Your personal property will be covered under renter’s insurance as long as you:

  • Keep your policy up-to-date. Coverage can lapse without warning if you cancel a payment method. Also, revisit your policy as you acquire more items, grow your family, or adopt pets
  • Update & take inventory of your stuff. It makes filing a claim and moving much easier. (Use photos, video, receipts, documents, serial numbers, and more to prove how much your stuff is worth)
  • Read your policy limits. This is how much insurers will pay for certain types of property damage (e.g. how much the company will pay for cash, jewelry, business items, appliances, etc.)
  • Know if your policy uses Actual Cash Value (ACV) or replacement cost. Basic renter’s policies default to ACV, which deducts value from items based on age and use. You can add on replacement cost for about 10% more, but it reimburses you with a new item at full & current value
  • Get a flood add-on or comprehensive insurance—especially if you rent a home in Texas or are on a first-floor unit. Flood and storm damage to your things are not covered under renter’s policies

4. Renter’s Insurance Can Help You Move Out

Renter’s policies cover expenses incurred by loss of use.

Loss of use coverage is what insurance companies will pay for costs that exceed your normal living expenses until you move back in or find a new place.

Let’s say your residence becomes uninhabitable from a covered event. 

While your landlord’s policy covers their content and structural property damage, it doesn’t cover you or your personal items at all. 

Additionally, landlords are not required to help you move out temporarily, and landlord policies don’t extend to cover tenants. 

Many tenants are shocked to find out that landlords are not legally required to cover their hotel costs if a property is unlivable. 

That’s where renter’s insurance can help you move out.

Your destroyed items or additional living expenses you incur from loss of use (i.e. moving out of a damaged residence and paying for hotels, movers, food, etc.)—are all covered.

You could even move somewhere new if you prefer. Especially if you have to break your lease because the damage is so bad that you can’t return.

5. It Could Be Required in Your Rental Agreement

If you’re still on the fence about renter’s insurance, be aware that landlords are wising up and starting to add clauses to their tenant agreements that hold renters accountable. 

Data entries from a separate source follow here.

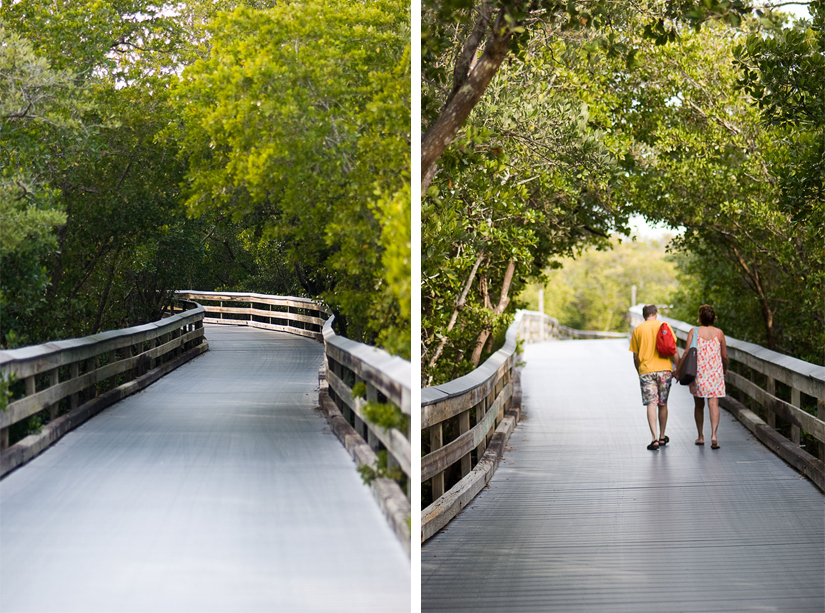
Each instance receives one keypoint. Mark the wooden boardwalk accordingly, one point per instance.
(218, 488)
(581, 517)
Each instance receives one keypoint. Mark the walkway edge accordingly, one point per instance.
(35, 444)
(440, 512)
(801, 460)
(387, 493)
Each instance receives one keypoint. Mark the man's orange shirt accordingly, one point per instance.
(643, 342)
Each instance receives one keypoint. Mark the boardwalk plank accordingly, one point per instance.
(218, 488)
(581, 517)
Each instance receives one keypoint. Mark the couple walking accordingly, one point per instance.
(656, 372)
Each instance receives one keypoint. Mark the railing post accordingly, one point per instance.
(795, 400)
(436, 442)
(54, 379)
(152, 345)
(372, 396)
(464, 426)
(771, 389)
(74, 372)
(820, 413)
(482, 446)
(91, 391)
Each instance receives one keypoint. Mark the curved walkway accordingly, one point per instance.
(218, 488)
(581, 517)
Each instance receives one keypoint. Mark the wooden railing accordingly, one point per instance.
(759, 377)
(381, 382)
(64, 383)
(537, 327)
(281, 313)
(466, 422)
(379, 379)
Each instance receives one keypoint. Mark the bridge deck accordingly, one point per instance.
(218, 488)
(581, 517)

These clauses also help landlords protect themselves from sky-high repair costs, legal fees, and loss of rental income.

So, do you really need renter’s insurance? Is renter’s insurance even required in Texas?

Lots of newer tenant agreements are making renter’s policies mandatory in Texas.

In some states, this clause is mandatory. Although it isn’t required by the state of Texas, Ken says most tenants should still get need renter’s insurance in Texas. A growing number of leasing or rental agreements are even making it mandatory.

Sometimes, there are even policy limit requirements for tenants in these agreements. 

You could be held personally liable and have to pay out-of-pocket if you let your renter’s insurance lapse, don’t meet the minimums in your tenant agreement, or don’t have it at all.

Wrapping Up

We get it, you’re really excited about your big move (and that’s awesome!) 

Why not protect the investment you put into moving your personal belongings by getting renter’s insurance, too?

You never know what could happen. Now that you realize why renter’s insurance is worth it, don’t just get a random policy, and call it a day. 

Take inventory of everything you own.

Document and keep receipts of the new things you buy.

Find out how much your already-owned items are currently worth so you don’t get sticker shock if they must be replaced at your policy’s ACV (Actual Cash Value). 

Most importantly, arm yourself with a policy that you’ve actually read

Know your policy terms well. If anything ever happens, you’ll understand why you need renters insurance coverage to help.